Tilting is when you start to get frustrated with the game (a bad beat, for instance, has disturbed your mental equilibrium) and in subsequent hands you start to play in a less than optimal manner. You’re frustrated, your emotions take over, you start to get aggressive. The phrase “tilting” actually comes from the world of pinball, when the ball falls straight through the middle of the two paddles and there’s nothing the player could have done about it–it was just bad luck. And so, on subsequent plays, they start to rock the machine, they start physically tilting the entire pinball machine out of pure frustration.

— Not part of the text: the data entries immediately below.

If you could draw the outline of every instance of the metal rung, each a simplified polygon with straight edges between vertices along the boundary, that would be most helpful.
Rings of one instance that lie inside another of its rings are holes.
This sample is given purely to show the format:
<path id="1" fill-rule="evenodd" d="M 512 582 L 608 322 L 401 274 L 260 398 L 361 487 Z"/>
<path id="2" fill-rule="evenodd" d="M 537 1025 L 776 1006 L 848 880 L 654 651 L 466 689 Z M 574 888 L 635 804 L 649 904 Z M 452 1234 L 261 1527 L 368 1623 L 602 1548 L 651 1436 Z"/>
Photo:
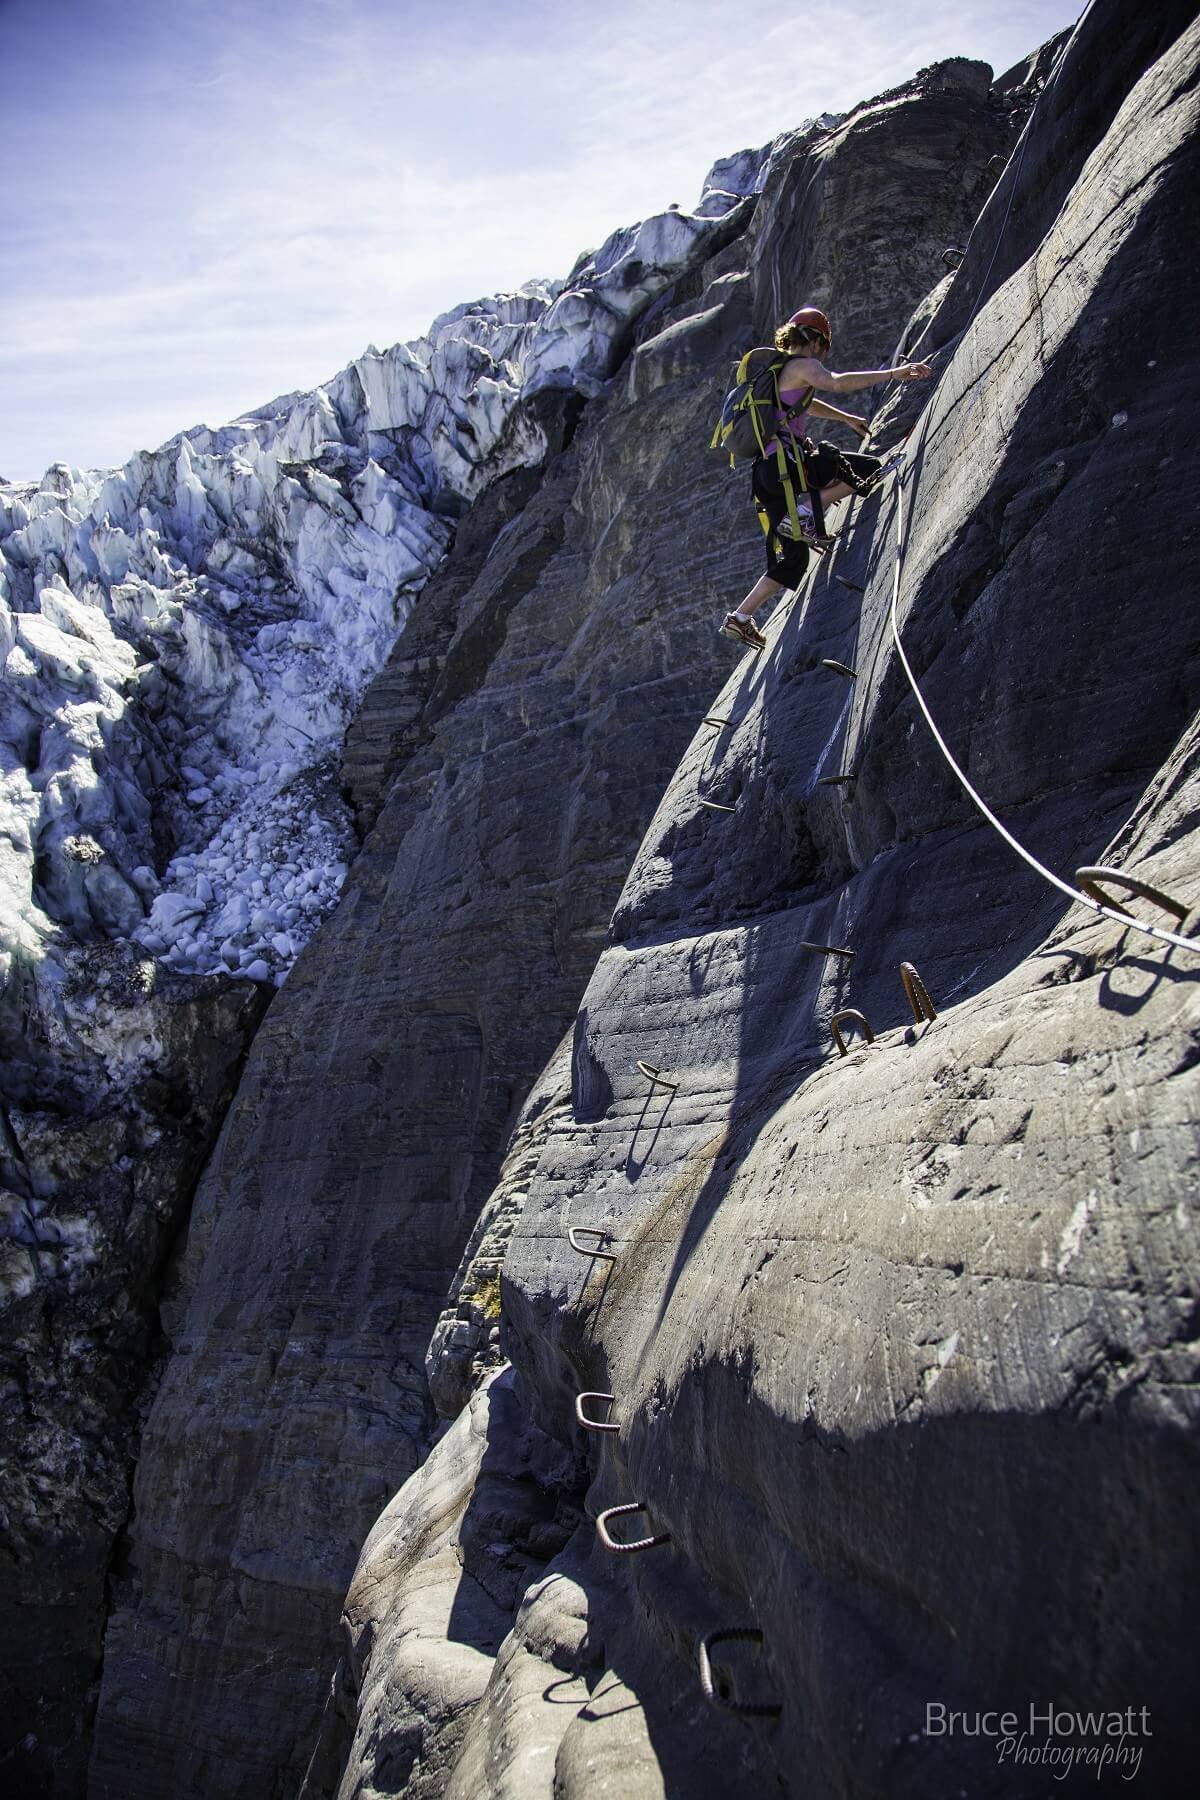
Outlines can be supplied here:
<path id="1" fill-rule="evenodd" d="M 848 787 L 852 781 L 857 781 L 857 780 L 858 780 L 857 775 L 818 775 L 817 776 L 817 786 L 818 787 Z"/>
<path id="2" fill-rule="evenodd" d="M 831 656 L 823 656 L 821 658 L 821 667 L 823 669 L 832 669 L 835 675 L 844 675 L 848 681 L 858 680 L 857 669 L 852 669 L 849 663 L 834 662 Z"/>
<path id="3" fill-rule="evenodd" d="M 1155 906 L 1161 907 L 1163 912 L 1170 913 L 1181 925 L 1192 910 L 1183 900 L 1175 900 L 1170 894 L 1164 894 L 1161 888 L 1151 887 L 1148 881 L 1140 881 L 1136 875 L 1126 875 L 1120 869 L 1106 869 L 1100 864 L 1095 867 L 1089 865 L 1084 869 L 1076 869 L 1075 879 L 1085 894 L 1090 894 L 1101 906 L 1115 906 L 1118 912 L 1127 909 L 1119 900 L 1114 900 L 1110 894 L 1105 893 L 1101 882 L 1119 882 L 1131 894 L 1140 894 L 1143 900 L 1150 900 Z"/>
<path id="4" fill-rule="evenodd" d="M 712 1706 L 719 1706 L 725 1712 L 742 1713 L 751 1718 L 777 1719 L 783 1707 L 776 1701 L 733 1700 L 724 1694 L 713 1680 L 710 1653 L 717 1644 L 757 1644 L 760 1648 L 763 1634 L 753 1625 L 727 1626 L 721 1631 L 710 1631 L 700 1639 L 696 1660 L 700 1665 L 700 1686 L 704 1698 Z"/>
<path id="5" fill-rule="evenodd" d="M 801 950 L 815 950 L 821 956 L 844 956 L 847 961 L 858 955 L 857 950 L 843 950 L 837 944 L 808 944 L 800 941 Z"/>
<path id="6" fill-rule="evenodd" d="M 840 581 L 844 588 L 849 588 L 852 594 L 865 594 L 867 591 L 865 587 L 860 587 L 857 581 L 847 581 L 844 575 L 835 575 L 833 579 Z"/>
<path id="7" fill-rule="evenodd" d="M 639 1057 L 637 1061 L 637 1072 L 639 1075 L 644 1075 L 646 1077 L 646 1080 L 650 1083 L 651 1087 L 670 1088 L 673 1094 L 679 1092 L 679 1083 L 677 1081 L 668 1081 L 661 1069 L 656 1069 L 653 1063 L 643 1062 L 641 1057 Z"/>
<path id="8" fill-rule="evenodd" d="M 910 962 L 900 964 L 900 979 L 904 983 L 904 992 L 908 1004 L 912 1007 L 913 1018 L 920 1025 L 925 1019 L 932 1024 L 937 1018 L 933 1001 L 929 998 L 929 989 L 917 974 Z"/>
<path id="9" fill-rule="evenodd" d="M 607 1236 L 607 1231 L 600 1231 L 595 1225 L 572 1225 L 567 1232 L 567 1242 L 580 1256 L 598 1256 L 603 1262 L 615 1263 L 617 1259 L 611 1250 L 601 1250 L 598 1245 L 580 1244 L 576 1241 L 581 1237 L 594 1237 L 603 1243 Z"/>
<path id="10" fill-rule="evenodd" d="M 620 1431 L 621 1427 L 619 1425 L 612 1425 L 603 1422 L 600 1419 L 589 1419 L 583 1410 L 583 1403 L 585 1400 L 607 1400 L 611 1406 L 615 1398 L 616 1396 L 613 1394 L 598 1393 L 577 1394 L 575 1396 L 575 1417 L 585 1431 Z"/>
<path id="11" fill-rule="evenodd" d="M 722 806 L 719 800 L 701 800 L 701 806 L 707 806 L 710 812 L 736 812 L 736 806 Z"/>
<path id="12" fill-rule="evenodd" d="M 733 720 L 732 719 L 718 719 L 715 713 L 705 713 L 705 715 L 701 719 L 700 723 L 702 725 L 711 725 L 711 726 L 713 726 L 713 728 L 715 730 L 720 731 L 723 726 L 732 725 Z"/>
<path id="13" fill-rule="evenodd" d="M 844 1006 L 841 1012 L 835 1012 L 832 1019 L 829 1021 L 829 1029 L 833 1033 L 833 1041 L 837 1045 L 839 1056 L 849 1055 L 849 1051 L 846 1049 L 846 1041 L 838 1029 L 838 1027 L 843 1024 L 857 1025 L 868 1044 L 873 1044 L 875 1042 L 875 1033 L 867 1024 L 863 1014 L 860 1013 L 856 1007 Z"/>
<path id="14" fill-rule="evenodd" d="M 649 1507 L 644 1506 L 640 1500 L 631 1500 L 626 1506 L 610 1506 L 606 1512 L 597 1514 L 596 1536 L 600 1539 L 604 1548 L 606 1550 L 611 1550 L 614 1556 L 632 1556 L 638 1550 L 653 1550 L 658 1544 L 670 1543 L 671 1534 L 669 1531 L 656 1532 L 653 1537 L 634 1538 L 633 1542 L 629 1544 L 619 1544 L 614 1537 L 610 1537 L 608 1530 L 608 1521 L 610 1519 L 621 1519 L 625 1518 L 629 1513 L 640 1512 L 644 1512 L 647 1518 L 649 1518 Z"/>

These concepts are interesting, because this often happens in real life. You can plan as carefully as you want, try to control as many variables as you like, and still something comes out of the blue to change your plans. Something comes out of uncertainty, out of the shadowy part of the map, to ruins your plans. And it’s not really ruining my plans but in podcasting today I did not plan for a construction site to be outside my window, for a jackhammer to be going … but that’s life, and there’s a probability of that happening.

Through these concepts there’s this understanding that okay, maybe there are no absolutes, there is no certainty, that life is just probabilities. In fact, one of my favorite physicists Richard Feynman is quoted as saying, you need to accept that your knowledge has a large part of it that’s going to be uncertain that if you’re trying to learn nature, or modern physics, or whatever it is, there’s a degree of uncertainty… and so life is actually probabilistic. And when you’re making a decision, or you’re executing on a plan, there’s a probability of success and there’s probability of failure, there’s a probability of a freak accident happening. You need to be able to accept the true nature of the world you’re living in.

When you play poker, you don’t just intellectualize this way of thinking, you viscerally feel it. When you’ve played thousands and thousands of hands (in a controlled environment where there’s a good balance of luck and control) you start to feel what 70% chance of winning feels like, what 60% chance of winning feels like, how often a 1% chance of failure shows up, how often a 2% or a 10% chance of failure shows up (and they show up very frequently). In your day-to-day life, you don’t often get to feel that but when you play poker, you feel it viscerally.

To play the game properly you need to persevere through bad beats as you do in real life. You need to not be on tilt, not let your emotions drive your decisions and, instead, to trust in your process. If you have stacked the probabilities in your favor, you should execute, and bet on a 90% hand the same way every single time because over the long run, you will win more than you will lose.